City of Sacramento to Implement Rent Control

The City of Sacramento will implement rent control in limited circumstances in an effort to get supporters to pull a more far reaching rent control ballot measure that was scheduled to go for a vote next March. To implement this new scheme of government intrusion, of course a new tax is required to be paid by property owners who no doubt will raise tenant rents as a result. The stories that I read in the media are silent on whether all rental property owners get to subsidize this program or only the ones covered by rent control—this being California you shouldn’t make assumptions on such matters.

The Sacramento City Council is expected to approve a local rent control measure Tuesday in a compromise between city officials, labor unions and developers. The agreement – which will cap rent increases for older housing – will avoid what likely would have been a bitter, multi-million dollar political campaign next year.

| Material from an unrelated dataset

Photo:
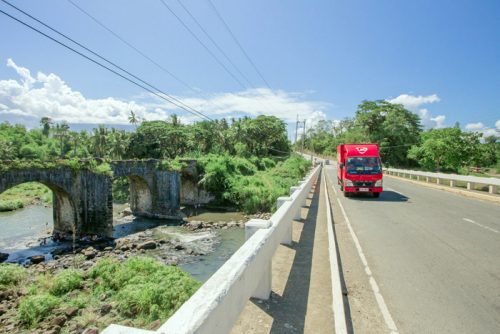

In its new form, the Sacramento Tenant Protection and Relief Act, which the council will consider at its 2 p.m. meeting Tuesday, will create a set of renter protections for tenants who live in housing built prior to Feb. 1, 1995. The ordinance will cap the amount that landlords can increase rent each year; prohibit landlords from evicting tenants without a reason; and create a process where tenants can report landlords who violate the act.

The proposal is a compromise that’s the result of months of talks between city officials and advocates who gathered signatures to put a stricter rent control measure on the local ballot in 2020, said Councilman Steve Hansen, who led the negotiations.

Rent control is likely coming to Sacramento. How a new plan will affect renters, landlords

The ordinance covers three areas:

  • Cap on rent increases
  • Limit reasons for eviction of tenants
  • Create reporting system so city can help tenants fight property owners

For some reason, this law will only apply to housing built before 1995…at least for the first five years then the City Council will review the ordinance for further modification.

Rent Cap

The ordinance will prohibit landlords from raising rent more than 6 percent plus the “consumer price index” percentage for the West Region per year.

Landlords will never be able to increase rent more than 10 percent, even if the CPI ever exceeds 4 percent, the ordinance says.


The ordinance will also prohibit landlords from evicting tenants, unless tenants stop paying rent, are criminally charged, are illegally selling drugs, fail to give landlords access to the unit, or otherwise violate their leases.

The ordinance will bar landlords from evicting tenants for no reason, and require they give tenants an option to renew their lease, Hansen said

Landlords will still be able to evict tenants if they are making certain repairs or selling the unit, under certain circumstances, but will have to show proof, and will need to give the tenants an extensive 120-day notice.

The act will cover tenants who signed leases that are month-to-month or longer, those who live in apartments, mobile home parks and single room occupancy hotels, Hansen said. The act cannot legally apply to tenants renting single-family homes, though, unless they have been converted in to multiple units, such as duplexes.

New City Bureaucracy

The ordinance will require property owners to pay a fee, likely between $15 and $20 per unit per year, Hansen said. The fees will go toward running the program, enforcement, and tenant/landlord education.

Landlords will be able to apply to impose higher rent increases in front of city hearing officers, but only if they plan to make significant improvements to the units, the release said.


As with anything Liberals do, this is a beginning and not a destination. I expect rent control to be expanded further via one of three vectors.

1 When the five years is up, the City Council will move the year 1995 up to 2000 (ahead five years) or more thus including even newer construction.
2 Via the ballot measure which is supposed to be on the Statewide November 2020 ballot.
3 Via direct Legislative action.

In spite of the claims of landlords evicting tenants with ease, this is fantasy. It takes many months and thousands of dollars to get someone to move out of your property unless they voluntarily agree to do so. In such cases, property owners spend thousands of dollars to repair the property so they can rent to someone else. Folks that refuse to move out are typically the ones that ruin floor and wall coverings, strip the place bare of appliances, plumbing fixtures, and vandalize the crap out of places.

Any time rent control is implemented, it is a de facto confiscation of private property. The property owner is then a vassal of the government and in a practical sense, the control of the property is forfeited without just compensation. In short, rent control is theft using the power of the sword. In the old days we called such government acts “tyranny”, but now it’s called “fairness” or some other innocuous name. George Orwell would call this “doublespeak”.